Fruit & Nut-Topped Oatmeal

Ingredients:

  • 2 cups fat free milk
  • 4 Tbsp. Country Crock® Calcium plus Vitamin D or Spread, divided
  • 1/2 tsp. ground cinnamon
  • 2 cups uncooked old fashioned or quick-cooking oats
  • 2 large bananas, halved lengthwise and sliced
  • 2 cups fresh blueberries
  • 1/4 cup chopped walnuts
  • 1 Tbsp. honey

Directions:

  1. In 2-quart saucepan, bring milk, 2 tablespoons Country Crock® Calcium plus Vitamin D and cinnamon to a boil over medium-high heat. Add oats and return to a boil. Reduce heat to medium and cook, stirring occasionally, 1 minute for quick-cooking oats or 5 minutes for old fashioned oats. Cover and keep warm.
  2. Meanwhile, in 10-inch nonstick skillet, melt remaining 2 tablespoons Spread over medium-high heat and cook bananas, stirring occasionally, 2 minutes or until bananas begin to soften. Stir in remaining ingredients and cook, stirring occasionally, 3 minutes or until berries begin to soften and burst.

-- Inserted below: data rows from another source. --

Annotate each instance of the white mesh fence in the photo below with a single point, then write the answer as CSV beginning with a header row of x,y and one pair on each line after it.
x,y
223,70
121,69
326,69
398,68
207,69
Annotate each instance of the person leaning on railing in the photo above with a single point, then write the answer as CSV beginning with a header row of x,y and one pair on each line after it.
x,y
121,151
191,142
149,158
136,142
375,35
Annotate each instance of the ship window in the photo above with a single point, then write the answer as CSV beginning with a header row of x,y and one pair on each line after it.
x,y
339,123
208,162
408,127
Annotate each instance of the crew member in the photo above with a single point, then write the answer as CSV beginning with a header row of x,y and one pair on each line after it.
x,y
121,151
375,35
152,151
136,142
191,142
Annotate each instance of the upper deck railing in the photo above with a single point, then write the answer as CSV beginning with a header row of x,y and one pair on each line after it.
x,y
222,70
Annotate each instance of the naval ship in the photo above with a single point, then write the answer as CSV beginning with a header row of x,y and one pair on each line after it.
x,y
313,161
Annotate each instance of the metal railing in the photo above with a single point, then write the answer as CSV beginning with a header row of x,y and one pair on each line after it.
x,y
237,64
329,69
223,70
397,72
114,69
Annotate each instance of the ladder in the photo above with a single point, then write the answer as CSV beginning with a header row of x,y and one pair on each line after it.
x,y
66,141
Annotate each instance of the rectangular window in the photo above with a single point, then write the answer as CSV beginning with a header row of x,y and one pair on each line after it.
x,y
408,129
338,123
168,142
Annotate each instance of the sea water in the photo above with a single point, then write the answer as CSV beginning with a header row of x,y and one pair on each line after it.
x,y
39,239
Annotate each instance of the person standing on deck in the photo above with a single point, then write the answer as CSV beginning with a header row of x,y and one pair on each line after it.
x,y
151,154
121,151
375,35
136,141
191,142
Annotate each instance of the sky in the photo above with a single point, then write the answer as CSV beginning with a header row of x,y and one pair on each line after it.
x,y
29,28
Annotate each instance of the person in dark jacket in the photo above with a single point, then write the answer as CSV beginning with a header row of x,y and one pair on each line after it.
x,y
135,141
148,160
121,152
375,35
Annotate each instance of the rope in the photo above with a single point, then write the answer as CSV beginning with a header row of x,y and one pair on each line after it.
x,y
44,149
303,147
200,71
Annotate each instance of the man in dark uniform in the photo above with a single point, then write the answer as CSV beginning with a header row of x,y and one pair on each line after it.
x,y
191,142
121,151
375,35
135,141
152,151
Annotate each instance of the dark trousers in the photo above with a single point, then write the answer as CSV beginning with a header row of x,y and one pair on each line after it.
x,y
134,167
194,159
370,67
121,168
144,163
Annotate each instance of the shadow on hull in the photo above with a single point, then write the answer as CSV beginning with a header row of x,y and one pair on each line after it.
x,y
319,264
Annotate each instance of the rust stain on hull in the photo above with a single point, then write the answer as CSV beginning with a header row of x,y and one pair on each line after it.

Serve fruit over hot oatmeal.
  • Cost per recipe*: $8.80.

    Cost per serving*: $2.20.

    *Based on average retail prices at national supermarkets.

  • By using Shedd’s Spread Country Crock® instead of butter in this recipe, you reduce the amount of saturated fat by 5.5g and save 50 calories per serving.